5) In the past 12 months, have you started or stopped any routines or habits to change your life?
In the last 3 months (During the COVID-19 Pandemic) there have been a lot of changes to routines most for the worse but that’s unavoidable.
I have needed to work on multiple businesses more and that’s a challenge I’ve never tackled well before until now. Ive had to learn to separate and focus in chunks of time.
Probably the best routine that changed my life was intermittent fasting.
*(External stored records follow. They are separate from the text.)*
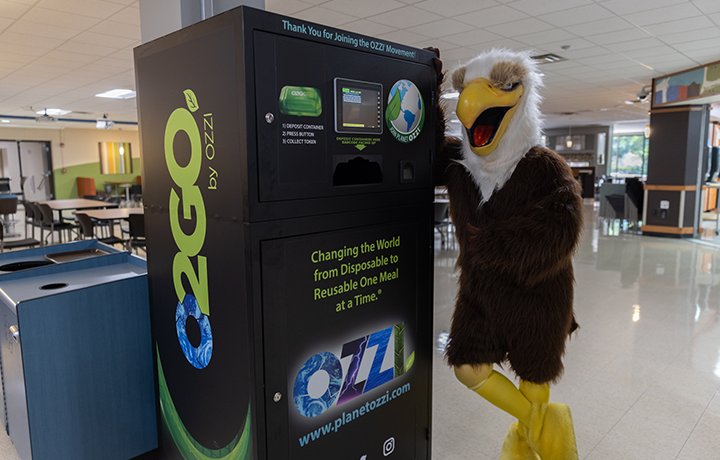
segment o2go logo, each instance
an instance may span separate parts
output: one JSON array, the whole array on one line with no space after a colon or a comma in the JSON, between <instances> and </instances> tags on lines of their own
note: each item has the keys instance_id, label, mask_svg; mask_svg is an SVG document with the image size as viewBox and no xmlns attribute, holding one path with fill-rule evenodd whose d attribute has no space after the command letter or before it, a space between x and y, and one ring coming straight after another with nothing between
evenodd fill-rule
<instances>
[{"instance_id":1,"label":"o2go logo","mask_svg":"<svg viewBox=\"0 0 720 460\"><path fill-rule=\"evenodd\" d=\"M341 360L349 362L344 374ZM401 376L414 360L414 352L405 360L405 323L398 323L345 343L339 357L327 351L311 356L295 377L293 402L301 415L317 417L336 402L339 406Z\"/></svg>"},{"instance_id":2,"label":"o2go logo","mask_svg":"<svg viewBox=\"0 0 720 460\"><path fill-rule=\"evenodd\" d=\"M175 185L170 189L169 202L170 228L178 248L172 266L173 285L178 298L175 326L185 358L197 369L204 369L212 358L213 340L210 328L207 258L200 255L205 244L207 219L205 202L200 187L196 185L202 166L203 147L200 128L191 113L199 108L197 99L192 90L185 90L184 94L190 110L178 108L172 112L165 125L164 139L165 163ZM208 116L212 117L212 114L203 117ZM174 142L178 135L190 140L190 161L185 166L180 166L175 157ZM188 223L186 228L194 221L190 234L185 233L180 226L181 206L182 219ZM183 277L187 279L192 293L185 292ZM200 326L201 339L198 347L194 347L187 336L186 323L190 316L195 318Z\"/></svg>"}]
</instances>

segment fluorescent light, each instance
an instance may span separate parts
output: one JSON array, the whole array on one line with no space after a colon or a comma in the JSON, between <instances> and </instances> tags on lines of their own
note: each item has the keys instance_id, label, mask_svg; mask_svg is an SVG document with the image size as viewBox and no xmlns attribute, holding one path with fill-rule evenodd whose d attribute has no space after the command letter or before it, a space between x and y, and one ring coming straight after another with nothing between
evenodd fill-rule
<instances>
[{"instance_id":1,"label":"fluorescent light","mask_svg":"<svg viewBox=\"0 0 720 460\"><path fill-rule=\"evenodd\" d=\"M96 94L95 97L109 97L111 99L130 99L135 97L135 91L131 89L111 89L104 93Z\"/></svg>"},{"instance_id":2,"label":"fluorescent light","mask_svg":"<svg viewBox=\"0 0 720 460\"><path fill-rule=\"evenodd\" d=\"M3 123L10 123L10 120L0 120L0 121L2 121Z\"/></svg>"},{"instance_id":3,"label":"fluorescent light","mask_svg":"<svg viewBox=\"0 0 720 460\"><path fill-rule=\"evenodd\" d=\"M44 109L44 110L38 110L35 112L38 115L52 115L52 116L58 116L58 115L65 115L72 112L72 110L63 110L63 109Z\"/></svg>"}]
</instances>

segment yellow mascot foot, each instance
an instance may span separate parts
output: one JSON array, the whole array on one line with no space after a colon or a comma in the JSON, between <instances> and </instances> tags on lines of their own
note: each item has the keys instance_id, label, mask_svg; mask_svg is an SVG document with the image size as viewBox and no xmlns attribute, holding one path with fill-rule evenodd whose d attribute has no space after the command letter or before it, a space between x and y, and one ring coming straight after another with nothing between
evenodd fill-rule
<instances>
[{"instance_id":1,"label":"yellow mascot foot","mask_svg":"<svg viewBox=\"0 0 720 460\"><path fill-rule=\"evenodd\" d=\"M570 408L565 404L532 405L530 426L523 427L530 447L542 460L577 460Z\"/></svg>"},{"instance_id":2,"label":"yellow mascot foot","mask_svg":"<svg viewBox=\"0 0 720 460\"><path fill-rule=\"evenodd\" d=\"M518 426L518 424L520 426ZM500 460L540 460L523 435L525 426L519 422L510 425L510 431L505 436Z\"/></svg>"}]
</instances>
I fast from around 6pm until 11.30am this greatly helped my productivity at work and in the gym and stopped the afternoon slump I used to sometimes get.
6) Do you have any favourite books, podcasts or newsletters that you’d like to recommend?
Many!
Books, the ones that spring to mind that I got a lot from include:
- Tools of Titans – Tim Ferris
- High Performance Habits – Brendan Buchard
- Never Split the Difference – Chris Voss
- ReWork – Jason Fried, David Heinemeier Hansson
- 7 Habits of Highly Effective People – Stephen Covey
- 12 Rules for Life – Jordan Peterson
- A Random Walk Down Wall Street – Burton Gordon
- Money Master The Game – Tony Robbins
- Sapiens, and Homo Deus – Yuval Noah Harari
I don’t really listen to many podcasts but when I do get in the car for a longer trip I always got straight to ‘How I Built this’ Guy Raz
7) Are there any products, gadgets or apps that you can’t live without?
- Spotify + Sonos – I love music and can’t live without it, I have it on via both of those for most of my waking life.
- My Apple Air Pods – I cant talk on the phone without headphones.
- For my routine Cold Drip Coffee with MCT oil in the morning.
- For work Asana and Slack!
- For health My Electric Toothbrush and Water Pick!
8) If you could read an interview about work-life balance by anyone, who would that be?
Tim Ferris, I remember reading The 4 Hour Workweek in my last job which was my springboard into self employment. It must have had a big impact. The entire book is kind of about work life balance. It’s old now but he’s interviewed so many legendary people over the years he’d have a tonne of insights.
Or Elon Musk, how one guy can run multiple highly complex, highly successful world class enterprises at the same time is utterly mind blowing.
9) Do you have any last thoughts on work, life or balance that you’d like to share with our readers?
Don’t waste your life working in a job you hate, it’s not a dress rehearsal.
Always take time to sharpen the saw be that through exercise, mental health activity such as mindfulness or meditation and continued self leaning. Your working hours will be so much more productive as a result and the time invested pays itself back ten fold.